Sobreviviendo en la Jungla

Belén Marticorena


Ya no son noticia

22/07/2022

En estos días la noticia y comentario que todos tenemos en la boca es el caloret que estamos pasando y la premonición del fin del mundo si no hacemos algo drástico para evitar este tipo de fenómeno. Lamentablemente, en cuanto empiece a soplar nuestro típico vientecillo gozoso del norte, tardaremos algo así como una milésima de segundo en olvidar estos días que hemos pasado chamuscadillos.
Y sí, los humanos somos así, quién se acuerda de la pandemia. Sólo si nos tropezamos con alguna mascarilla en la calle o si aparece alguna variante distinta y a la que ya casi no prestamos atención. Y peor aún, quién se acuerda de esa guerra que hace escasas semanas nos escandalizaba y causaba vergüenza y que ahora prácticamente ha desaparecido de los titulares como si nada. Y más cercano, no tengo ni idea de si los pobres habitantes de La Palma han podido rehacer sus casas y recuperar un mínimo de normalidad después del infierno que han pasado.
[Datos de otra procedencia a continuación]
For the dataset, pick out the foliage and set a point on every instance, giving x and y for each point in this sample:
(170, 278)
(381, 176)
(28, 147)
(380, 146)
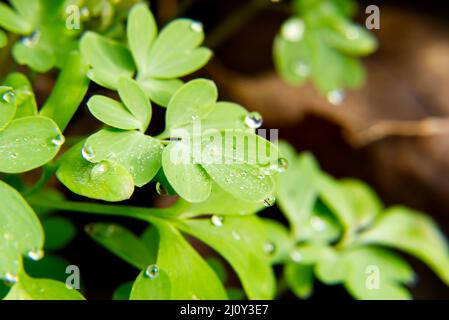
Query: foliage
(337, 228)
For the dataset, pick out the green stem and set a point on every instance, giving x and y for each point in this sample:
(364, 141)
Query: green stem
(234, 22)
(141, 213)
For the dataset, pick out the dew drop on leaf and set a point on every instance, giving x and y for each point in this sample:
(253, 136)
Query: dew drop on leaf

No es nuevo, otros sucesos similares o más repugnantes, como durante años los asesinatos del terrorismo, que acabaron siendo un simple suceso más en las noticias, hasta que a los torpes terroristas se les fue la cabeza y tocaron a los políticos. Ahí la cosita cambió durante un periodo, tampoco mucho. 

Todo ello es la prueba de que cualquier horror se puede normalizar; hasta las cuestiones más dolorosas e injustas pueden acabar resultando indiferentes a una sociedad que cada día parece menos sensible y más extraña.

Pero no todo es negativo y aunque en breve se nos olvidará también, podemos disfrutar hoy de la noticia de que por fin ha llegado el AVE a Burgos. Casi treinta años ha costado que sea una realidad. Espero que cuando esté saliendo esta columna ya se haya producido el milagro y esté verificada la correcta salida del AVE desde Burgos a los Madriles, e incluso su vuelta.

Qué lujo, qué necesario y sobre todo cuánto nos lo merecemos los burgaleses, tan pacientes y comprensivos, casi tanto como los extremeños. Todos conscientes de que se nos trata como comunidades autónomas de segunda, y dentro de las mismas, como ciudades de tercera. Pues nada, ya llegó, ahora a disfrutar de la noticia, antes de que se esfume y nos vayamos a otra cosa mariposa.